Limitations and Exclusions
The aforementioned “Limited Warranty” does not apply to any MaxiCharger Product which has been subjected to:
a. Wear and tear, cosmetic changes of Maxi Charger’s, such as the cosmetic changes of out-casing, socket, scratch on screen, charger cable, charging connector, etc.
b. Any unauthorized modifications made to the MaxiCharger without the approval of an Autel Engineer prior to, during or after the installation is strictly prohibited. (Ref NEC Code 110.3B)

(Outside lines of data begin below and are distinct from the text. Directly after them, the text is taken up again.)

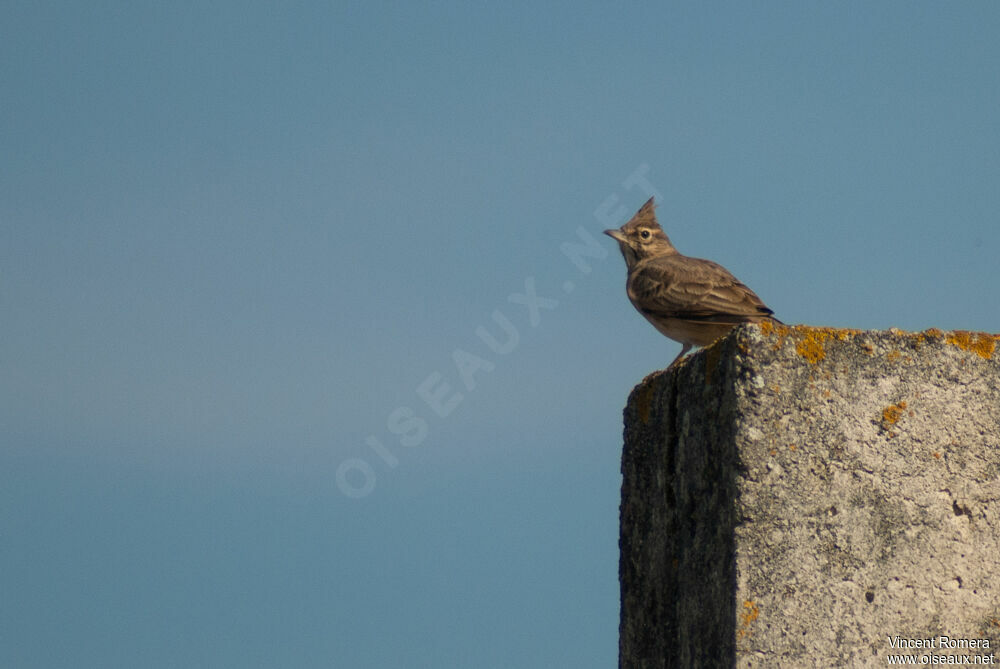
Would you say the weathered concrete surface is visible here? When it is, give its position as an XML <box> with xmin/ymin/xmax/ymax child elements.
<box><xmin>620</xmin><ymin>325</ymin><xmax>1000</xmax><ymax>667</ymax></box>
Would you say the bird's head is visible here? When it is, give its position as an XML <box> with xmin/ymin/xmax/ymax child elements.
<box><xmin>604</xmin><ymin>198</ymin><xmax>677</xmax><ymax>268</ymax></box>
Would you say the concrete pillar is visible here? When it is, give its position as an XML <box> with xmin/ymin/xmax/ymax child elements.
<box><xmin>619</xmin><ymin>324</ymin><xmax>1000</xmax><ymax>668</ymax></box>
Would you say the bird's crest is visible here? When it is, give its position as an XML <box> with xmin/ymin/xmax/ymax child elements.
<box><xmin>622</xmin><ymin>198</ymin><xmax>662</xmax><ymax>230</ymax></box>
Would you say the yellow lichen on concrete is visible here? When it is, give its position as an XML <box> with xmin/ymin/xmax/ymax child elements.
<box><xmin>945</xmin><ymin>330</ymin><xmax>997</xmax><ymax>360</ymax></box>
<box><xmin>736</xmin><ymin>599</ymin><xmax>760</xmax><ymax>639</ymax></box>
<box><xmin>795</xmin><ymin>330</ymin><xmax>830</xmax><ymax>365</ymax></box>
<box><xmin>882</xmin><ymin>400</ymin><xmax>906</xmax><ymax>425</ymax></box>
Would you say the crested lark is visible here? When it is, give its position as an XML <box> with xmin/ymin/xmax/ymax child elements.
<box><xmin>604</xmin><ymin>198</ymin><xmax>781</xmax><ymax>367</ymax></box>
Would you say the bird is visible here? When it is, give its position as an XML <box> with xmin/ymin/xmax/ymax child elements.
<box><xmin>604</xmin><ymin>198</ymin><xmax>781</xmax><ymax>369</ymax></box>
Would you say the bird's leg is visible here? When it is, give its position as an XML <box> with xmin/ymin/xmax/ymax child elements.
<box><xmin>667</xmin><ymin>344</ymin><xmax>691</xmax><ymax>369</ymax></box>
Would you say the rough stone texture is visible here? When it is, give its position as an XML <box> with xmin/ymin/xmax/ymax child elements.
<box><xmin>619</xmin><ymin>324</ymin><xmax>1000</xmax><ymax>667</ymax></box>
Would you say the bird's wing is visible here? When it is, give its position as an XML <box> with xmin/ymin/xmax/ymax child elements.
<box><xmin>628</xmin><ymin>254</ymin><xmax>774</xmax><ymax>323</ymax></box>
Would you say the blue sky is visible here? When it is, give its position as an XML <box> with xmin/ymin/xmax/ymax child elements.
<box><xmin>0</xmin><ymin>2</ymin><xmax>1000</xmax><ymax>668</ymax></box>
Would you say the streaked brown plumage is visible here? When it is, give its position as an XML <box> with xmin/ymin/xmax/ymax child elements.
<box><xmin>604</xmin><ymin>198</ymin><xmax>781</xmax><ymax>367</ymax></box>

Unauthorized repair or modifications.
Service or install by unqualified technicians under the relevant law at the place of installation.
Only certified and licensed installers or electricians can be used to install and service Autel chargers.
Repair with unauthorized spare parts or components of MaxiCharger.
The extreme-climate conditions or abnormal environmental causes that are out of Autel control. Including but not limited to extreme thermal environment, air pollution.
Damage caused by natural disasters, such as: flood, fire, lightning, or any other accidents from human causes, vandalism, misuse, normal wear and tear.
Defective components in the construction on which the MaxiCharger are mounted.
Damage caused by vehicle issue.
Consumable parts.
General Requirements and Conditions for Warranty Claims
Any replacement or repair requests as to a MaxiCharger Product can only be initiated or issued by the party that purchased the subject Product directly from Autel, including all purchases through reseller channels, and customers who have purchased the Product directly from Autel.
No warranty periods or terms shall be extended because of a warranty claim or remedy.
The Limited Warranty will not cover the subsequent costs of the charger. Any uninstall or reinstall is not included.
If sold through distributor or reseller, the distributor or reseller should offer the name, installation date, address, and Installation address of the end customer.